By WIll Ashton | firstname.lastname@example.org
We Need to Talk About Kevin | Directed by Lynne Ramsay | Rated R
Not that it’s a bad movie — far from it. It might just kill any sense of joy they have that all children are innocent and loving.
Even as an infant, Eva’s (Tilda Swinton) son Kevin appears disturbed. Whenever he’s around his mother, he’ll scream nonstop. Whenever he’s around his father, Franklin, (John C. Reilly), however, all seems fine. As a toddler, Kevin doesn’t speak to or address his mother in any way. Franklin thinks nothing of it. At 6, he remains in diapers and grows more defiant of his mother’s authority yet remains calm and sweet to his father and others around him. They don’t see it, but Eva knows something is very wrong with her son.

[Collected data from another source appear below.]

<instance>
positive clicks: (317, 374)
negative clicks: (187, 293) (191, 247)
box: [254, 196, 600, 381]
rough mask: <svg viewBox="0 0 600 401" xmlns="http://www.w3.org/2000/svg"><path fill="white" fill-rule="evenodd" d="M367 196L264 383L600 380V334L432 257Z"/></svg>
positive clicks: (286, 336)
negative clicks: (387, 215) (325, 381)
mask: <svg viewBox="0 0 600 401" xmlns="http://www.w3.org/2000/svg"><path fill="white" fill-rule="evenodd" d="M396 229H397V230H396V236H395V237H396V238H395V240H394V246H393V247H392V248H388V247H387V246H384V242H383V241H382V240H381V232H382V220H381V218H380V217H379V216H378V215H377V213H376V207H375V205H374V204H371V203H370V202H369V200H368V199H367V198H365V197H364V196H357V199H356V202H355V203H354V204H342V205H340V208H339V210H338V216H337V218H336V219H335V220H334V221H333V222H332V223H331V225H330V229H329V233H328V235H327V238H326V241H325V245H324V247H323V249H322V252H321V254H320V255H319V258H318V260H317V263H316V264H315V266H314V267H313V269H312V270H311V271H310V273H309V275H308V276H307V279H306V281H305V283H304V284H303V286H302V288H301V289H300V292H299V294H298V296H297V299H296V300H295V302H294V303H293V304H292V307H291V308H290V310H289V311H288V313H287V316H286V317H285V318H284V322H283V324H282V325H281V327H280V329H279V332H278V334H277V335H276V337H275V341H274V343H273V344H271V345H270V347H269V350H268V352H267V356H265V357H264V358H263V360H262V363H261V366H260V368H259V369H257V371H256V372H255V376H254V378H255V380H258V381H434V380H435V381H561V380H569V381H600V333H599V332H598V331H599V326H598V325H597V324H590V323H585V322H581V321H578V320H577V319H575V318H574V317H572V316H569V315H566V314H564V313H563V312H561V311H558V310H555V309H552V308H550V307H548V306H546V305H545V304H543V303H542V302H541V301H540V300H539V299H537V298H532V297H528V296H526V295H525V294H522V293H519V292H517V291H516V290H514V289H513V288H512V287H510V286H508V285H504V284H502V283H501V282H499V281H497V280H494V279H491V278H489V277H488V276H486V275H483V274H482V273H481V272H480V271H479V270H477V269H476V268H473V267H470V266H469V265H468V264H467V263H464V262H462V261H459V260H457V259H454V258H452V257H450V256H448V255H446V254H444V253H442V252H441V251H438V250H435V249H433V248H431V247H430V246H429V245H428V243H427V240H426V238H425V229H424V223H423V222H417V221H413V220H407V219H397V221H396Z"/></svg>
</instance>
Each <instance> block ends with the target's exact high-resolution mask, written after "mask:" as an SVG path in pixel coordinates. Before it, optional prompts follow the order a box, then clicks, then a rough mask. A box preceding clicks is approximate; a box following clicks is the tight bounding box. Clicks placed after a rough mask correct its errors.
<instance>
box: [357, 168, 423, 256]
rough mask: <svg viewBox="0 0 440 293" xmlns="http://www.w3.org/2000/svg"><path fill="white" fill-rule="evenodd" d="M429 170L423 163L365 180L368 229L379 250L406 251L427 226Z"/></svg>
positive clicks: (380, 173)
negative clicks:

The whole film is built on unease, tension, and dread, so it would be a sin to delve into the plot anymore. It’s one of those movies where it crawls under your skin in a matter of seconds and won’t let you go until you leave the theater — if you’re lucky.
As always, Swinton gives a powerhouse performance as Eva. Her ability to capture so much conflict and emotion on her face without saying anything is awe-striking and gives so much weight to the character. A character study, her performance not only heightens the film, it makes it whole; it brings the gravity of the situations to perspective without having to speak directly of them.
Because the story is told in a non-linear expression, this dynamic helps bring everything to focus and keeps the audience aware of what she is going through at all times. Its lack of clear structure will often grow frustrating to the audience, and also appears to leave gaps in the story. Since this was a book originally (of the same title by Lionel Shriver), it appears as though a couple things here and there were lost in the shuffle, leading to plot holes and unanswered questions.
Some of these, however, could arguably be considered up to the audience’s interpretation. Although it seems to have an agenda of sorts, the film also appears to remain open to each character. This allows us to have a great understanding of the bigger picture and know the scope of the situations that are foreshadowed throughout.
Horror films are usually considered movies like Paranormal Activity and Halloween. But in a psychological sense, this is very much a horror flick. Rarely are there moments where the audience is able to remain calm and collected. Through editing, sound effects, some camera tricks and a score by the impeccable Jonny Greenwood, the audience is brought into a sense of dread from the beginning; it’s as though we are watching a train crash slowly coming, yet cannot do anything to stop it. It’s not going to be for everyone, but it’s unnerving nature will likely even live to those who cannot enjoy it.
Ezra Miller plays a teenage Kevin. Only indie audiences may be familiar with his work in such films as Afterschool and City Island (both of which I very much recommend watching). But in here, he proves himself a young actor to watch for. Even through a blank look in his eyes, he is able to capture a sense of terror. He is a true horror villain. Also, having seen work on set of his new film The Perks of Being a Wallflower, I can tell you that he is going to continue to show promise in future films.
It’ll leave a lot of people with mixed emotions, and that’s partially the point. But We Need to Talk About Kevin is a jarring piece of cinema that actually lives up to the phrase “grabbing you and not letting go.” Disturbing, haunting and ultimately daring, it’s the type of film that you can only really watch once, but that one view is very much worthy viewing.